I received a call from Marshall and it made my day. He wished me smooth sailing and made a suggested addition to the blog. Thanks Marshall, great idea.
Finally packed and ready to leave in the morning.
I awoke this morning and felt some anxiety. That is unusual for me. Although I had two full days to finish packing, I was worried that I would forget something important. I realized that a last-minute Amazon Prime order would arrive May 1, the day I depart for the airport. I also worried whether all my gear would fit in my two bags. The general state of unease prevailed most of the day. It was ironic, because I would have expected the excitement about the trip to be dominant emotion of the day.
Mindfulness is getting a lot of well-deserved attention. Focusing on the present, rather than dwelling on the past or worrying about the future, has much merit. I try to stay in the moment as much as possible. However, for the past four months, I have spent many hours focused on the future; anticipating the upcoming Transatlantic passage to Portugal. I wake up in the morning thinking about it, and then throughout the day I’ll smile about my good fortune to have such an opportunity. Since I was invited to be a fourth crew member on North Wind, there has not been a single day that I have not devoted significant time to mentally preparing for the voyage, or talking about it with friends and colleagues.

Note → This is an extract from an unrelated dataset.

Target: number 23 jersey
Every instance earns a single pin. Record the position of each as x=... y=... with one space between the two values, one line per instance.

Being retired I do not see my colleagues daily. Invariably, when I cross paths with a colleague, I am asked how retirement is going. My ready response to share my excitement about the upcoming adventure. Their reactions are binary. Some react with a big smile and ask for details. Others, express concern and look at me like I am crazy to consider sailing so far away from the safety of a coast. Last night, I was asked if I was nervous about the trip. My quick response was, “No, but I have great respect for the various ways one can prevent dangerous situations.” This morning I reflected more on the question about having fear associated with the trip. I think about the passage the same way I view riding my bicycle on public roads or driving on Interstates between Bloomington and Florida. Riding a bike or driving a car involves risk, but we accept it because we see many instances of those activities occurring without an incident. When there is someone who gets stranded in a sailboat, that’s what we see on the news.
Bottom line, anticipating the upcoming Transatlantic passage has been exhilarating.